Paul Du Chaillu makes a short statement that he was allowed to witness a part; and he describes a hut containing a few almost nude old women sitting around some skulls and other fetiches. Doubtless he saw what he asserts. But, unusual as were his opportunities, and large as was his personal influence with his “Camma” (Nkâmi) native chiefs, it is positive that what was shown him was only a little of Njĕmbĕ, if indeed it was Njĕmbĕ at all.

Other white men, with, indeed, perhaps less tact than he, but of greater money power and larger trade opportunities, failed to see anything.

Some twenty-five years ago two Germans (now dead) trading in the Gabun determined secretly to spy out Njĕmbĕ.

The merchant, the head of the trading-house, was a well-educated gentleman, and his clerk was an active, intelligent young man. Both knew native customs well, and both spoke the Mpongwe language fluently. Each had a native wife, and being generous and liberal-handed, had many native friends; but they had been unable to bribe any Njĕmbĕ women, even their own wives, to reveal anything.

One dark night when the society was in session in a small jungle not far from their trading-house, they went secretly and cautiously through the bushes. They had not approached near enough to the circle of women around the camp-fire to actually recognize any of them (it would have been difficult to recognize their painted faces even by daylight); and they really did not see anything of what was being done. Somehow their approach was discovered, either by information treacherously carried from some one in their retinue of household servants, or by being seen by one of the pickets of the camp, or by the breaking of a branch as they crept through the trees, or, possibly, by their white odor carried on the wind,—odor which to Africans is almost as distinct as is Negro odor to the white race.

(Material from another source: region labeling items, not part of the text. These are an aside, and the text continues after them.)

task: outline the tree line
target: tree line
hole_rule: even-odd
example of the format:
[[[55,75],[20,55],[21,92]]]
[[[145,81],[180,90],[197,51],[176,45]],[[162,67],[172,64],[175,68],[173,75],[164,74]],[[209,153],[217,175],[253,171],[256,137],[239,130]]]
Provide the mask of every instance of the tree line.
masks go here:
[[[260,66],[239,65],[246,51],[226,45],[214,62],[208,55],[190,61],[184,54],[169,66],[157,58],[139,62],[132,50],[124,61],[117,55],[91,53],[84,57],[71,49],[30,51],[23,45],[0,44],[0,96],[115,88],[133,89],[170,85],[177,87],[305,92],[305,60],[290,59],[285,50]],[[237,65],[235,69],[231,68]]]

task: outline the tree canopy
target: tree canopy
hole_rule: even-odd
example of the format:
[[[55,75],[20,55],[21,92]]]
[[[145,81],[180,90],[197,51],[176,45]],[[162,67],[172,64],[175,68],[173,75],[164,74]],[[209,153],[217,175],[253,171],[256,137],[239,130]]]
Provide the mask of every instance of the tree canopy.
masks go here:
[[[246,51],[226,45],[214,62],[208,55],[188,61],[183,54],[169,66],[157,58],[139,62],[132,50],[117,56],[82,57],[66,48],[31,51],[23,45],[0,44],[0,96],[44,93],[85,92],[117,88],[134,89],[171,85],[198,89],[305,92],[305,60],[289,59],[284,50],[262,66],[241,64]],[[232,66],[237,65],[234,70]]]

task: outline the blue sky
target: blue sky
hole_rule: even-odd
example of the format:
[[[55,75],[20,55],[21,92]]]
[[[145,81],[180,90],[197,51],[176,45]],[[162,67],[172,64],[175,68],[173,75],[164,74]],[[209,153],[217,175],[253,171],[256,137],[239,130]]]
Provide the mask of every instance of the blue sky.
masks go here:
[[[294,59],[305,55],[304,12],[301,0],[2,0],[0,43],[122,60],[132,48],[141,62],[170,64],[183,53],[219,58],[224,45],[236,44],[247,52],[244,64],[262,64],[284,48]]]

Njĕmbĕ raised a frenzied cry, and started to seize them. The two men fled desperately through the thick bushes. The clerk was recognized, and his name was called out, and the other was assumed to be his employer. They escaped to the safety of their house. Njĕmbĕ did not dare assault it, French policemen being within call; but next day word was sent by the society denouncing them both, laying a curse on them, and plainly saying that they should die. If the threat had been that the means of death would be magic, these gentlemen would have laughed; but the women did not hesitate to say that they would poison them in their food. This would be entirely possible, even without collusion among the several men and boys that ranged from steward to cook and waiters as their household servants; though, if need were, some of these servants would sooner be treasonable to the white master than dare to refuse Njĕmbĕ. The case was serious. The older man, as a dispenser of wealth to the entire community, was, even in Njĕmbĕ’s eye, too valuable to be killed; his wife, herself a Njĕmbĕ woman, interceded for him, and the curse was removed from him on the payment of a large fine. But the curse was doubled over the poor clerk. Njĕmbĕ would listen to no appeal, nor accept any bribe for him, as they had actually seen him at their camp.

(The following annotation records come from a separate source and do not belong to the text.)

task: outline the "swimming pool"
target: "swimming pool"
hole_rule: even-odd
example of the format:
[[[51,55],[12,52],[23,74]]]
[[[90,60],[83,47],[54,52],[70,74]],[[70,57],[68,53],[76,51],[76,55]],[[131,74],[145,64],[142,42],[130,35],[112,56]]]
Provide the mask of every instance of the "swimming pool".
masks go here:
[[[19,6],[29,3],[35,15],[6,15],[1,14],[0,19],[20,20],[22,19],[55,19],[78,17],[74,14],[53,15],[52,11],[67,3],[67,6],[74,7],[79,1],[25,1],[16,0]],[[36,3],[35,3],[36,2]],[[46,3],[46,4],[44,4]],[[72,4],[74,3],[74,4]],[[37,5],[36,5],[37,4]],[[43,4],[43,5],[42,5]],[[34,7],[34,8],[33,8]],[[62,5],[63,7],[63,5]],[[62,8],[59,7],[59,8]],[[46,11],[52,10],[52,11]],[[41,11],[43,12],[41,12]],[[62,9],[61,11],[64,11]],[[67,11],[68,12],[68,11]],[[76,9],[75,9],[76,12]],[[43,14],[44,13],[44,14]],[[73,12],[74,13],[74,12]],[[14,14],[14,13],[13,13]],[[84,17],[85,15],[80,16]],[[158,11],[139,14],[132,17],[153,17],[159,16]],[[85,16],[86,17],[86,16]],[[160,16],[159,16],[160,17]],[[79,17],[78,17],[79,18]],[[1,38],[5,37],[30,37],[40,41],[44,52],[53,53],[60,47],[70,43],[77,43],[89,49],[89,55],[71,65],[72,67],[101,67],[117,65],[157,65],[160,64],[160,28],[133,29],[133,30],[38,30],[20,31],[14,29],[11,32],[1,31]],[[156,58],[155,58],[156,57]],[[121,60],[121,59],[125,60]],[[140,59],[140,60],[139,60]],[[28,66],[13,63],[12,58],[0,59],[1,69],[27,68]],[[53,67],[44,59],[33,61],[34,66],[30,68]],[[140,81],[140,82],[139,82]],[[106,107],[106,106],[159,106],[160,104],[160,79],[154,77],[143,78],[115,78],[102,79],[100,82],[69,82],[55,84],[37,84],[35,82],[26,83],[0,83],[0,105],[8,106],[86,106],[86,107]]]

It is a fact that shortly after this this clerk did fall into a decline, with strange symptoms which no doctor understood nor any medicines seemed to touch. He became weaker and weaker, and his life was despaired of. Njĕmbĕ openly boasted that it was killing him.

I do not know why an appeal was not made to the local French authorities. Perhaps because the merchant did not wish to give more publicity to his escapade; perhaps because it would be difficult to prosecute a society, no individual Njĕmbĕ woman appearing to be responsible.